Der Einleitung der Ermittlungsverfahren lag zugrunde:
[Name 2] und [Name 3] hielten sich gegen Mittag des 18. Juni 1985 mit zwei weiteren namentlich bekannten Schülern im Bereich einer Bushaltestelle vor der »Geschwister-Scholl-Oberschule« in Falkensee auf (ist bei allen Jugendlichen in Falkensee als jugendlicher Treffpunkt im Rahmen der Freizeitgestaltung bekannt), als der genannte [Name 1] erschien. [Name 2] trug zu diesem Zeitpunkt aufgrund einer von ihm zuvor abgelegten Abschlussprüfung in der 10. Klasse ein FDJ-Hemd,4 von dem [Name 1] unmittelbar nach seinem Eintreffen eine Schulterklappe abriss (Umstände sind noch nicht zweifelsfrei geklärt). Inspiriert durch diese Handlungsweise riss [Name 3] dem [Name 2] die zweite Schulterklappe vom FDJ-Hemd ab.
Im Verlaufe dieser Handlungen kam ein weiterer namentlich bekannter Schüler der 10. Klasse, ebenfalls aufgrund von Abschlussprüfungen mit einem FDJ-Hemd bekleidet, hinzu, dem [Name 1] das FDJ-Hemd vom Körper riss. Gemeinsam mit [Name 2] zerriss [Name 1] danach dieses FDJ-Hemd in einzelne Fetzen, wobei der geschädigte Schüler keinen Widerstand entgegensetzte, weil ihm [Name 1] als Schläger bekannt war.
Durch [Name 2] wurde im Folgenden im Beisein der genannten Personen in zwei Fällen ein Stück des FDJ-Hemdes angezündet und kurz darauf die Flamme wieder gelöscht. Während dieser Handlungen hielt [Name 1] einen vorbeifahrenden namentlich bekannten Mopedfahrer an, zapfte aus dem Krad Kraftstoff ab und tränkte damit Stofffetzen des FDJ-Hemdes des geschädigten Schülers. Diese Stofffetzen wurden von [Name 1] und [Name 2] mit dem Rest des am Boden liegenden FDJ-Hemdes verbrannt.
Unmittelbar danach wurde durch [Name 1] ein namentlich bekannter Schüler der 9. Klasse der genannten Schule durch Gewaltanwendung (Faustschläge in das Gesicht) gezwungen, Alkohol und Zigaretten zu kaufen, und unter Androhung von Gewalt genötigt, sich durchsuchen zu lassen, wobei ihm [Name 1] verbliebene 7,00 Mark wegnahm (der bei dem Schüler eingetretene Schaden beträgt 50,50 Mark; schwerwiegende gesundheitliche Schäden erlitt er nicht).

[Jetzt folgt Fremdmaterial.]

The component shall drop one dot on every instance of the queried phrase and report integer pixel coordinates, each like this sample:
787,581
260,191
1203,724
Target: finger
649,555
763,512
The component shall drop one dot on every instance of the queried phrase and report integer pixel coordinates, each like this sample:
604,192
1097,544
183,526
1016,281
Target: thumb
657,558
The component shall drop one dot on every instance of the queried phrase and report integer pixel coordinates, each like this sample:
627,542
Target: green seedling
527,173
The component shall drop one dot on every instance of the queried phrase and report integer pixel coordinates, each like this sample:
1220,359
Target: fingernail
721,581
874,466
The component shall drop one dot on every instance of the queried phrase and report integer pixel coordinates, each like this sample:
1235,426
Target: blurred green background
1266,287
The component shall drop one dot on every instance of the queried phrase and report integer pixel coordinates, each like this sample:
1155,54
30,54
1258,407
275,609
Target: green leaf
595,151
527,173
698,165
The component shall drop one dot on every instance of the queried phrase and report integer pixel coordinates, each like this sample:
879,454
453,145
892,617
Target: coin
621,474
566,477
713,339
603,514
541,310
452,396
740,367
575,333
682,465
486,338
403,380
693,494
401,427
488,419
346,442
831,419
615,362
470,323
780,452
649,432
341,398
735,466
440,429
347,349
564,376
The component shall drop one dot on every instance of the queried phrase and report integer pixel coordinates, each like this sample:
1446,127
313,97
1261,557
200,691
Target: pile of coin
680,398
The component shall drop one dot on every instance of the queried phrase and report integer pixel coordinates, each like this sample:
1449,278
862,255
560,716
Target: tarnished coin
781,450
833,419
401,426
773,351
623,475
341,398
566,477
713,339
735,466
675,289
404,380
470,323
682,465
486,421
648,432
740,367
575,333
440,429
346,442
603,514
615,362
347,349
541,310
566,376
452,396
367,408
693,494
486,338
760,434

[Name 1] will seinen bisherigen Aussagen zufolge unter starkem Alkoholeinfluss gehandelt und keine Erklärung für seine Verhaltensweise haben (eine Blutalkoholuntersuchung konnte infolge Überschreitens der dafür erforderlichen Zeit nicht mehr durchgeführt werden). [Name 2] und [Name 3] sagen zur Motivation ihrer Handlungen aus, sich dem Verhalten von [Name 1] angeschlossen zu haben, um sich gegenüber anderen am Tatort aufhaltenden Jugendlichen hervorzutun.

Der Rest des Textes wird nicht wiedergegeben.